For better or for worse, President Obama’s deal with Iran falls into this last category. It is not a treaty, so it is not binding law under the US Constitution—and it does not constrain a future administration’s decisions, other than as a matter of domestic and international politics. Congress need not approve it, and has no true constitutional power to defeat it; Congress’s only power is with respect to legislative imposition or removal of economic and trade sanctions against Iran, as part of its power to regulate international commerce. (The legislation earlier adopted to give Congress a “vote” on the Iran deal is really a vote over sanctions, and it is structured so as now to give Obama the upper hand: he ultimately gets his way unless Congress can now pass a disapproval resolution over his veto.)

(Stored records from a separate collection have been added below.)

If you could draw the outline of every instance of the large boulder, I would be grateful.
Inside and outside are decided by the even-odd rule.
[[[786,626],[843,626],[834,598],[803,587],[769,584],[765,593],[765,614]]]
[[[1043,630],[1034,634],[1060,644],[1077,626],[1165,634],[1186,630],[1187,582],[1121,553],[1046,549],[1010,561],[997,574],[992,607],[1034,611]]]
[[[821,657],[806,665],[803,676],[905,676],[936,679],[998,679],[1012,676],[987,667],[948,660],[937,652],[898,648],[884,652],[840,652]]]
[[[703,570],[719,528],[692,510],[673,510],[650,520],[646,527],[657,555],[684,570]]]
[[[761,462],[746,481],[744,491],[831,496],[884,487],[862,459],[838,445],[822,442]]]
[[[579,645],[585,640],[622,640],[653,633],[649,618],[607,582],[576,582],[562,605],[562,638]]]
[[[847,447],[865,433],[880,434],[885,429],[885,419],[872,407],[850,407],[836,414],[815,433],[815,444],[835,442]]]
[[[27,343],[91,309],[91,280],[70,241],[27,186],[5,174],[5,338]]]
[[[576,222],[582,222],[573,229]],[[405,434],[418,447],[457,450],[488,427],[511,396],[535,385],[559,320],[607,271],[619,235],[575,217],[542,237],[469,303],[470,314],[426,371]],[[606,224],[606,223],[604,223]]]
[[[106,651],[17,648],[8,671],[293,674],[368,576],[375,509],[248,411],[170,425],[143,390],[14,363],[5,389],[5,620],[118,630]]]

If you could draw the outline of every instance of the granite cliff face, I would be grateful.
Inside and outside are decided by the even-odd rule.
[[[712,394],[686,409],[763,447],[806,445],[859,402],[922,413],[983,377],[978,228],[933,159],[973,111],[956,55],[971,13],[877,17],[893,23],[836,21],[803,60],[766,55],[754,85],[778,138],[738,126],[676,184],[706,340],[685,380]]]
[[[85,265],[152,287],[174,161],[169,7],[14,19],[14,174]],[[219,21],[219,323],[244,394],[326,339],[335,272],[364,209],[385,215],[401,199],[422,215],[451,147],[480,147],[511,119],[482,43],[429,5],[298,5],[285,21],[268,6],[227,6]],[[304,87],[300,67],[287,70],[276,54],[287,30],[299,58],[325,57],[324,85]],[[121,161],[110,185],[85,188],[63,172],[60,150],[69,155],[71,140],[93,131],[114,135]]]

In all of this, one can hear the echoes of August 17, 1787. Under the Constitution—at least as originally designed—Congress has the power to declare war, but not the power to prohibit peace or interfere with the conduct of foreign affairs. The president has the power to defend the nation by repelling attacks, and the power to conduct a war authorized by Congress as he sees fit, but no legitimate power to initiate offensive military hostilities against an enemy force or power on his own authority. Certainly not all of America’s practice for the past 228 years has conformed to the Framers’ design. But that does not mean that the meaning of the Constitution with respect to the powers of war and peace has changed. It means that the Constitution has, in several instances, been violated.